[PATCH] Stricter macro substitution syntax

Panu Matilainen pmatilai at laiskiainen.org
Tue Jan 22 15:16:38 UTC 2013


On 01/21/2013 10:14 PM, Alexey Tourbin wrote:
> This change introduces a separate routine to parse for valid macro
> names.  Valid macro names are either regular 3+ character identifiers,
> or special names: "S", "P", "0", "#", "*", "**", macro options such as
> "-o" and "-o*", and macro arguments such as "1".  Other names are not
> valid.  This fixes a number of bugs seen earlier due to sloppy name
> parsing: "%_libdir*" and "%01" were not expanded (these are now expanded
> to e.g. "/usr/lib64*" and "<name>1", as expected).  This also fixes
> bugs in as-is substitution: "%!foo" was expanded to "%foo", and likewise
> "%!!!" was expanded to "%" (and to "%<garbage>" at EOL).
>
> Also, bad names in %name and %{name...} substitutions are now handled
> differently.  In %name form, the name is parsed tentatively; a silent
> fall-back to as-is substitution is provisioned when no valid name can
> be obtain.  In %{name...} form, a failure to obtain a valid name is now
> a syntax error.  Furthermore, only 3 variants are syntactically valid:
> %{name} proper, %{name:...}, and %{name ...}.  This renders invalid
> ambiguous macro substitutions such as the one found in FC18 lvm2.spec:
>
> Requires: util-linux >= %{util-linux_version}
> error: Invalid macro syntax: %{util-linux_version}

Nice. The garbage spotted by this in Fedora specs is ... scary.

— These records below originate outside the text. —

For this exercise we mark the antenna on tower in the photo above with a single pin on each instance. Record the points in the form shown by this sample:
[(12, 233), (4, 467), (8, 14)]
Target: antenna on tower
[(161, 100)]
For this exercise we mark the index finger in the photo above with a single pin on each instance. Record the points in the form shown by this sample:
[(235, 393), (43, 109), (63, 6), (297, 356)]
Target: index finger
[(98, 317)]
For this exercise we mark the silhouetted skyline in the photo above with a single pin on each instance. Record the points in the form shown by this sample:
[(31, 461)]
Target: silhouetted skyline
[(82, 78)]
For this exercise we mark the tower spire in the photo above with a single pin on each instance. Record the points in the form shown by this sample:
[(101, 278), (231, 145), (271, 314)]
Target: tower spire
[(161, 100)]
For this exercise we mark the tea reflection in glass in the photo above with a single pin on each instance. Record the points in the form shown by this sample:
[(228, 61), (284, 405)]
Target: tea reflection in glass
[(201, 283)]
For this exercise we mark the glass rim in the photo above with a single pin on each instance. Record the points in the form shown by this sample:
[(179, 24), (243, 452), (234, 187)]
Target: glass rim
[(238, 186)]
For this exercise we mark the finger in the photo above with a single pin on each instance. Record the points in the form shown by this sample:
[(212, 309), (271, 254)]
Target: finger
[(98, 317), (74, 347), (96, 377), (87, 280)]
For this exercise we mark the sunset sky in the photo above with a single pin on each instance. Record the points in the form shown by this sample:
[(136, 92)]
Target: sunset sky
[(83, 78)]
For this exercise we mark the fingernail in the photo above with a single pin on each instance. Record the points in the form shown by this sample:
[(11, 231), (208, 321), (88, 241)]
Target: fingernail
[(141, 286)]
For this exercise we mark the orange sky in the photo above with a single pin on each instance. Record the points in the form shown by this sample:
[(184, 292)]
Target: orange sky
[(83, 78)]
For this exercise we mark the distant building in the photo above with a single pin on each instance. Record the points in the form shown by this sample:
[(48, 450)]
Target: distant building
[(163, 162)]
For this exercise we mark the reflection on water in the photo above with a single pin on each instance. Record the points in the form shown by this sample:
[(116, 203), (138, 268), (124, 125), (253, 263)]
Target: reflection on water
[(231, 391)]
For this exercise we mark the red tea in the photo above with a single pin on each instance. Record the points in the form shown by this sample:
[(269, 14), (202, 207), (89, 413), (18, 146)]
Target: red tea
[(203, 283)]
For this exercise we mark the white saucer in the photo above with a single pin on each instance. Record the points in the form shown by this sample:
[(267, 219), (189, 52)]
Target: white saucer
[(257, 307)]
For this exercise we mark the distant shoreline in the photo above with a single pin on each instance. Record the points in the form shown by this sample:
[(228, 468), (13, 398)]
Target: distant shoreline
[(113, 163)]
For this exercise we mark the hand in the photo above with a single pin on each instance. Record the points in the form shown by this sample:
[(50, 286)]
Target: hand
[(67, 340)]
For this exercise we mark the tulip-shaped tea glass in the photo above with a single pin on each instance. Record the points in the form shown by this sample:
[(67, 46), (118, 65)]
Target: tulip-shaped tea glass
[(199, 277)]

OTOH changes of this scale in the macro parser are a bit scary in 
themselves as its sooooo easy to break some obscure corner-case :) I 
think I'll try to give this a spin with some of the more macro-intensive 
packages like Fedora's kernel and font-packages first, but unless I find 
something unexpected breakage, consider it applied. On a related note, 
the test-suite could really use more thorough and more advanced 
test-cases to make these kind of changes less scary.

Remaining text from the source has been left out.